Trust is another crucial element of our success. When people buy online, for example, they will often have to pay for delivery in advance. Some people might spend only €20, on say a silver coin, but wealthy families can spend several million euros online and they need to have complete trust in us. Being owned by the von Finck family is a clear advantage in this respect.
And the range and availability of products in our stores makes a real difference, too. People know they can come in, buy gold and walk out with it, even fairly large quantities, like a couple of kilograms. And we have more than 1,500 products to choose from, not just bars and coins but also jewellery, watches, pens and such like. In total we sold 42.5 tonnes of physical gold last year. And we buy back large quantities of gold as well, either investment gold or scrap gold, such as old jewellery, and customers appreciate that.
Is the business sustainable even as the Eurozone economy recovers?
I believe it is. First, people in Germany are quite mistrustful of the economic recovery.

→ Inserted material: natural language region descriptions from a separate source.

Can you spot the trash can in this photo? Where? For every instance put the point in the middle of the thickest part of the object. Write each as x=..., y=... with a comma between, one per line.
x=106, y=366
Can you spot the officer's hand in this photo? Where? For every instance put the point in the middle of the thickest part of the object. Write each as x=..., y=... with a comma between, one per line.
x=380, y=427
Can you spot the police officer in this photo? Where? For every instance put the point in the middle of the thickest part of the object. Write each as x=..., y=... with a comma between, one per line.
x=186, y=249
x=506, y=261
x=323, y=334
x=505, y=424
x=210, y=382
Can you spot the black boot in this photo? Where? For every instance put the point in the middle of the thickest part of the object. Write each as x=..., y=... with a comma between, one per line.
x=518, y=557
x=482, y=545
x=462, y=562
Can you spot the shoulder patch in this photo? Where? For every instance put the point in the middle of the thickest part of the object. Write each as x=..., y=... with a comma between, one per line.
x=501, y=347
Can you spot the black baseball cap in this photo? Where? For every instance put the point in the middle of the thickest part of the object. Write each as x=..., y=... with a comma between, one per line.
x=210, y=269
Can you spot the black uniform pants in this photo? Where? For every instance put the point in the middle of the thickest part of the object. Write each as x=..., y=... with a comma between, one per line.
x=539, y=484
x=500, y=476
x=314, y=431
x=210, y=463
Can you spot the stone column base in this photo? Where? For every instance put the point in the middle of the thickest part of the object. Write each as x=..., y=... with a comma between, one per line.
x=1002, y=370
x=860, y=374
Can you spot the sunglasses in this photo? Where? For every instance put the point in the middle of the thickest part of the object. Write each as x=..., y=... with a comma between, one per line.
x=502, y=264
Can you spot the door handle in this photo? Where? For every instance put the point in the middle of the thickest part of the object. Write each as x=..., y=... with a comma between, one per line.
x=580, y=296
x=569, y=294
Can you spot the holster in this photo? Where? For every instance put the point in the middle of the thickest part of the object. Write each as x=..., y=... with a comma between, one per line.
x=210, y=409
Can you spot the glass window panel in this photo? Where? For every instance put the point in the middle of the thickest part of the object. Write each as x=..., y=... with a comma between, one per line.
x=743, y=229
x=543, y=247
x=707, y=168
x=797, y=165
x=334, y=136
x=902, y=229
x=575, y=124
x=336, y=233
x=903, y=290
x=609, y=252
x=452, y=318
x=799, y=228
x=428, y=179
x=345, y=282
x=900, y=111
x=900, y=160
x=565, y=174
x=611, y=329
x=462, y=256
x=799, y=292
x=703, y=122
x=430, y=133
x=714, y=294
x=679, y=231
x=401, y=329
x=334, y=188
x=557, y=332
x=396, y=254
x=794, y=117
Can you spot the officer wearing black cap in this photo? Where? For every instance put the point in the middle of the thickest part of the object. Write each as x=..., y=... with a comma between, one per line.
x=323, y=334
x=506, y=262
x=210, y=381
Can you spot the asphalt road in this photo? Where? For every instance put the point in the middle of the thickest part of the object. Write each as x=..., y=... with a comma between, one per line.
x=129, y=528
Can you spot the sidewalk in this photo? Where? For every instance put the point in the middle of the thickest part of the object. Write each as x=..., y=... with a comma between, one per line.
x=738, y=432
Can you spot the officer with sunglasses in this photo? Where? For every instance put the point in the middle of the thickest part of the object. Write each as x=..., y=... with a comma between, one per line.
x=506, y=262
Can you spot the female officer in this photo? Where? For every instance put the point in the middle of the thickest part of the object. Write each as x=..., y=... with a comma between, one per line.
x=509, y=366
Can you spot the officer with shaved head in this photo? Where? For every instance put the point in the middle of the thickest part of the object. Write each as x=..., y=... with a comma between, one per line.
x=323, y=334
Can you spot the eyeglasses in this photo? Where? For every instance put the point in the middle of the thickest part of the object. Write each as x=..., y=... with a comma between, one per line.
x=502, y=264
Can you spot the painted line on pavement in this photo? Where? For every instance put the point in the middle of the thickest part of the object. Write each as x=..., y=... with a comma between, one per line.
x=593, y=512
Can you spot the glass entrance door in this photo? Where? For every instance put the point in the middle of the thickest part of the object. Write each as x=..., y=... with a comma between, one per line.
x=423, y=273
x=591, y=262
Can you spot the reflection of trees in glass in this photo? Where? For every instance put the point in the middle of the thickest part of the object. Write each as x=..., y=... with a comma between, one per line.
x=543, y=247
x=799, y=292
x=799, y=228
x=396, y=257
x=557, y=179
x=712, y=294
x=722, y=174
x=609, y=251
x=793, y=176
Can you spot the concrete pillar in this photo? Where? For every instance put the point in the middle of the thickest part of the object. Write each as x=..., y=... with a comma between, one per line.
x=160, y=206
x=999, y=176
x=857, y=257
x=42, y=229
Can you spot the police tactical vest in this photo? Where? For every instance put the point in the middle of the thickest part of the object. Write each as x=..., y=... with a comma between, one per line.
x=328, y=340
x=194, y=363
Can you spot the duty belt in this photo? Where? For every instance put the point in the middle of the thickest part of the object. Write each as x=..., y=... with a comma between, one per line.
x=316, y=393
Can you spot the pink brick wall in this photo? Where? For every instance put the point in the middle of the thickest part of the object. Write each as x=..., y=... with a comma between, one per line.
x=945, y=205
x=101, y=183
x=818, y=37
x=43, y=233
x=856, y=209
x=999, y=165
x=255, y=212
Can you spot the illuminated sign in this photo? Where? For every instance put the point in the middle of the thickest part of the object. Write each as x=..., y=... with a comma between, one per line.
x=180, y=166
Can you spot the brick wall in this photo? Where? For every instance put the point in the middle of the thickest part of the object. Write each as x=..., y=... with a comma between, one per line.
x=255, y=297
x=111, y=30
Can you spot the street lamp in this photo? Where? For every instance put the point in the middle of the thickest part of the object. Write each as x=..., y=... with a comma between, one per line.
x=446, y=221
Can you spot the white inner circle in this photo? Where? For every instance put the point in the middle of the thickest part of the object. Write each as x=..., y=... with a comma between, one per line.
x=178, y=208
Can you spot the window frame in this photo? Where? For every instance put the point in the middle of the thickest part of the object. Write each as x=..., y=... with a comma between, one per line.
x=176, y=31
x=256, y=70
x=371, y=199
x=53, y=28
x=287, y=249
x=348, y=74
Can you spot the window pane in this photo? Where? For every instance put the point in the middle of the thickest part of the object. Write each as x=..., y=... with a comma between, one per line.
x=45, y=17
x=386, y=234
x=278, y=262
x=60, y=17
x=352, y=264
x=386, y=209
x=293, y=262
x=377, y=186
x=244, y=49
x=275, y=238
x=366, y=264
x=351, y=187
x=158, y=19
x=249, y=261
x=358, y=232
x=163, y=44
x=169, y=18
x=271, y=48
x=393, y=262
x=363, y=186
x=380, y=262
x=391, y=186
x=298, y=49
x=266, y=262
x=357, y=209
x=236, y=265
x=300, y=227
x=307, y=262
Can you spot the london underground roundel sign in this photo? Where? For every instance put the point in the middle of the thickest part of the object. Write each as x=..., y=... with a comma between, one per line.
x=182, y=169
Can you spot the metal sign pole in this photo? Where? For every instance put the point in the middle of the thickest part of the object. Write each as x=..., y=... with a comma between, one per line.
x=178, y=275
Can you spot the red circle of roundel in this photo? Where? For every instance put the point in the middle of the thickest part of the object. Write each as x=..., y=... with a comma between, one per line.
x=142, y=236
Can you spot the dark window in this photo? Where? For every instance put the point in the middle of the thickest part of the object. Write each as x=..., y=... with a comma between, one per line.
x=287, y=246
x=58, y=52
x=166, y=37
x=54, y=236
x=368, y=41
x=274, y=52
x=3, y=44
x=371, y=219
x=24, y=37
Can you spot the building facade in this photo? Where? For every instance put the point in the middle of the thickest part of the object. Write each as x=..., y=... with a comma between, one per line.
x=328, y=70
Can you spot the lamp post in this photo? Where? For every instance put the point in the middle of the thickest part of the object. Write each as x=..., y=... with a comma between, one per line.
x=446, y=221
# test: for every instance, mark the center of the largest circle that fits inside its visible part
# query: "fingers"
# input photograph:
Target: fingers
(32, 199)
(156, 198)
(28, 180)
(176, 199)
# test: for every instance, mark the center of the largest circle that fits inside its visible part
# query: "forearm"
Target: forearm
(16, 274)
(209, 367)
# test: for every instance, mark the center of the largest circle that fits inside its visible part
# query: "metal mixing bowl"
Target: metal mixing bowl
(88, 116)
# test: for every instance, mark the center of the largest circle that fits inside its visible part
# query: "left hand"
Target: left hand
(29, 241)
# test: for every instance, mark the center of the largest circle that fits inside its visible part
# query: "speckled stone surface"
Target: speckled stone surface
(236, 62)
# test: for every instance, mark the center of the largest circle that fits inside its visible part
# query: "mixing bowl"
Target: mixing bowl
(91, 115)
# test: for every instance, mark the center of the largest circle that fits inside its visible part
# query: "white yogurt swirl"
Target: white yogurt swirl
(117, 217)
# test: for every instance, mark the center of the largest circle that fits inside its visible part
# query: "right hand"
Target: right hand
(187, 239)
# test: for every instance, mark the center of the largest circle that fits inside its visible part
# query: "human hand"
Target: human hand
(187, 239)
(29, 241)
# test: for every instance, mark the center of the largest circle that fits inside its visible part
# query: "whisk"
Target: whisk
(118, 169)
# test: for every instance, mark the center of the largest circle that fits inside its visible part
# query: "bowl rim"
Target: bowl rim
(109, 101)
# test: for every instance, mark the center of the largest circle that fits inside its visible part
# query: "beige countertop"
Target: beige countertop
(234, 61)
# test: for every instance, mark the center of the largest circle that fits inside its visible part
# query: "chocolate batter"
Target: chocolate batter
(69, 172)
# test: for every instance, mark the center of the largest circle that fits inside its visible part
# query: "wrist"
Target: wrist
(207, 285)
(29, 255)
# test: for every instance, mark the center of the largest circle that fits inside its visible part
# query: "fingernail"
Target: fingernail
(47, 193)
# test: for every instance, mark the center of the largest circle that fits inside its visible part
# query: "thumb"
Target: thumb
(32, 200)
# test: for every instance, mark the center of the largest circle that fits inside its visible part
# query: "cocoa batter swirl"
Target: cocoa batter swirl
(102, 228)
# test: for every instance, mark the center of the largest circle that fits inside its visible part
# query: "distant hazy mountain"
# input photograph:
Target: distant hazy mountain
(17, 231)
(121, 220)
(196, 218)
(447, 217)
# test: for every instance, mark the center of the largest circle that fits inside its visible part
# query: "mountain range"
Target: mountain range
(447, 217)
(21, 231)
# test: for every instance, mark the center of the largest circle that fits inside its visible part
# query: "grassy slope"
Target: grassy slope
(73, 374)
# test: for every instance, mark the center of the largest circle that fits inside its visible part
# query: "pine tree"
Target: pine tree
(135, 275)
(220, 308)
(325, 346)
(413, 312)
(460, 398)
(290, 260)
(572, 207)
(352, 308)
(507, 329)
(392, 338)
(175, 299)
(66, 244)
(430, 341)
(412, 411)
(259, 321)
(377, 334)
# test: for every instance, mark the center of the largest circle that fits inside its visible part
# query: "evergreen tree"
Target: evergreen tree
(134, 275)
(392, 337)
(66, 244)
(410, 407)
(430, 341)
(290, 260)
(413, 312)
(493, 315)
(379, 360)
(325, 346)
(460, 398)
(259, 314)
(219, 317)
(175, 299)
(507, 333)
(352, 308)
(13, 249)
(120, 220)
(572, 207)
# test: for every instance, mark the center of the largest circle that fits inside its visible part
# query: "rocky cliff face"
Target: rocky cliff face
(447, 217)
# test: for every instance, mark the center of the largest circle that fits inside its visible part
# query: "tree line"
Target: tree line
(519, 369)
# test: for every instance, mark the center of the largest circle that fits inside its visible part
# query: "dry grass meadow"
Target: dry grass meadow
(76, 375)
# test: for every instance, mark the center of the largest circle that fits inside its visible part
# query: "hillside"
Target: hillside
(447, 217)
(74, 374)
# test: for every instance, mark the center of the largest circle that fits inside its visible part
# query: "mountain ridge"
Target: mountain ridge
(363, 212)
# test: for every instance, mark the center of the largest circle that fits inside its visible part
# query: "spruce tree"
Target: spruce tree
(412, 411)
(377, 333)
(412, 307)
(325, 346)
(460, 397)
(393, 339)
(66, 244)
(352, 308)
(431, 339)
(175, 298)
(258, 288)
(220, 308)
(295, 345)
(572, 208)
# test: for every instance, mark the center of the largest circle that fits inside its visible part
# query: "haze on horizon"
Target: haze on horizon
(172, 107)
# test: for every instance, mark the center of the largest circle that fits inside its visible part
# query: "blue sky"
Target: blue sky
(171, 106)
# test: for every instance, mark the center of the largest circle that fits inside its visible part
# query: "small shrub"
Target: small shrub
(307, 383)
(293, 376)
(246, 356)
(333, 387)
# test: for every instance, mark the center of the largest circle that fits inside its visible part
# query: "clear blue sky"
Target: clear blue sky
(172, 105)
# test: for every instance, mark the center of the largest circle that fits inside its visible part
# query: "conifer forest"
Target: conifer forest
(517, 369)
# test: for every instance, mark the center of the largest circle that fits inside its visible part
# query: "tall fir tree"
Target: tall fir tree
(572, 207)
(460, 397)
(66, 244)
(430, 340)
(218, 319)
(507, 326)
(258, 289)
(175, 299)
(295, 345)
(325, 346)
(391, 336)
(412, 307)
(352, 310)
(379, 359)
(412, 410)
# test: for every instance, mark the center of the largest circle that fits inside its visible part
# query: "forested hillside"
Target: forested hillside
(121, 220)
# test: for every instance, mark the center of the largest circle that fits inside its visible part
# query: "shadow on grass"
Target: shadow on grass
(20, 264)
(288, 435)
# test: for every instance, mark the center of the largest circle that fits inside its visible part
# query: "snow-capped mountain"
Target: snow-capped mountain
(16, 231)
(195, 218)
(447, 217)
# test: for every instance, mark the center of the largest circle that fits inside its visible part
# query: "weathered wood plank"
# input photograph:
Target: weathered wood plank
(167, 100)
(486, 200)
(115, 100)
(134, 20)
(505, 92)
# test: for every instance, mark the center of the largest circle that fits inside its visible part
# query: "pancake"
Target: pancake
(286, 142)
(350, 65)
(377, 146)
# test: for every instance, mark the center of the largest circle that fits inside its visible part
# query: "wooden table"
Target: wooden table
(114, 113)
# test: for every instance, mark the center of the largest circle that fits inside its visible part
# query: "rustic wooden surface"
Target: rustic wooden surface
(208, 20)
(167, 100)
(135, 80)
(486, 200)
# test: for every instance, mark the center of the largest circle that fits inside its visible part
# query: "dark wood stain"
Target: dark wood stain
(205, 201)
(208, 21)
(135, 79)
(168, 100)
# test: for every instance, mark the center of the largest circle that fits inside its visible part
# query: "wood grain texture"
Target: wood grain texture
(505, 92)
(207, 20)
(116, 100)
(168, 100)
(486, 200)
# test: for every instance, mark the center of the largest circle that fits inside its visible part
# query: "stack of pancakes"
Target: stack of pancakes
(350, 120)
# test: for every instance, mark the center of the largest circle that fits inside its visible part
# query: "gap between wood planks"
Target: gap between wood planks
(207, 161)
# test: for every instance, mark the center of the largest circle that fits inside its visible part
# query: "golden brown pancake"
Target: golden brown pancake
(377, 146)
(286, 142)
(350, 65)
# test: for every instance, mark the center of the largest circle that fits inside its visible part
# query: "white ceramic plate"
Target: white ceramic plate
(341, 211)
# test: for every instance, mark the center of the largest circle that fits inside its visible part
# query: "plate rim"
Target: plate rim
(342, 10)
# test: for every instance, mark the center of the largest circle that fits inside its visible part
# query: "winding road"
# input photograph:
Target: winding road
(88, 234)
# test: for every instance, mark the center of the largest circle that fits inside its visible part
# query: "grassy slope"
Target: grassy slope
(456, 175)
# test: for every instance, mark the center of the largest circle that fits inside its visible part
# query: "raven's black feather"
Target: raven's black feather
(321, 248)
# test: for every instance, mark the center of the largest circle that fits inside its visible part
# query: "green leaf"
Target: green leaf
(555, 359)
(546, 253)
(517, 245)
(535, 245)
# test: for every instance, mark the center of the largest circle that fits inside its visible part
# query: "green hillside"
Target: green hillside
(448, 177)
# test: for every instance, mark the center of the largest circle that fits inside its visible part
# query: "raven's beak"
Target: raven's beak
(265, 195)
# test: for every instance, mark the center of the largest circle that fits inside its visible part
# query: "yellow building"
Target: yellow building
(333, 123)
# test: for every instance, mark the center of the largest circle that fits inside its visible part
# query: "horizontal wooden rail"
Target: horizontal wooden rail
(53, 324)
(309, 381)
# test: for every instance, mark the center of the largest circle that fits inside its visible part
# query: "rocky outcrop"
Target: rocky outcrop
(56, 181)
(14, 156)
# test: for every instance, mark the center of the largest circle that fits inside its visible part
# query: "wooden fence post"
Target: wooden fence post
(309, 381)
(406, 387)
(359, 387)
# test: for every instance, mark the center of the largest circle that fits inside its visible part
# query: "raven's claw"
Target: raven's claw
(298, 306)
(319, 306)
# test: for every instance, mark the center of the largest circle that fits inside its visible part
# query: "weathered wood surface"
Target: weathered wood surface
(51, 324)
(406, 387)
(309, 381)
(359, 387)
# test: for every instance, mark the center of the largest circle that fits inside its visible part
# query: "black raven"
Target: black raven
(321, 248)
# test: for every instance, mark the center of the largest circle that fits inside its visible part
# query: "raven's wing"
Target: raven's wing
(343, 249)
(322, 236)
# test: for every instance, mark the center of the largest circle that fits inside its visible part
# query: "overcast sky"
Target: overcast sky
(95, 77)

They know it is fuelled by very low interest rates and that national debt levels are very high.
I believe people in Germany are quite mistrustful of the economic recovery.
Second, the financial crisis was more than nine years ago and the euro crisis was five years ago, and interest in gold has persisted and grown since then.
And third, we can see that people are keen to buy gold if the price is right. When the price rises, demand falls off, but whenever the price drops, even by 3-5%, people are literally queuing up to buy gold in our stores. That suggests there is potential for significantly more sales.
In fact, you can say that the strong economy is fuelling interest in gold because savings are growing and people want to diversify their investment portfolios. We suggest that an allocation of 10-15% is sensible and, as savings are increasing each year, the absolute amount of allocations into gold is rising too.
Whenever the price drops, even by 3-5%, people are literally queuing up to buy gold in our stores. That suggests there is potential for significantly more sales.
What is your ambition for Degussa over the next five to ten years?
We are already number one in Germany, so we definitely want to retain that position and increase our market share. We have already expanded our product range significantly over the past five years and we continue to do so. We recently introduced a gold savings plan, for instance, and that has proved hugely popular.
And we are moving into adjacent areas of the gold market. We bought a small refinery in Pforzheim, a city known for its jewellery and watch-making expertise, and we would like to grow that business over the next few years.
And we are keen to expand beyond Germany. We are looking at German-speaking Switzerland and possibly Luxembourg, and we constantly consider markets where we have no presence, such as Italy, parts of Eastern Europe and the Middle East.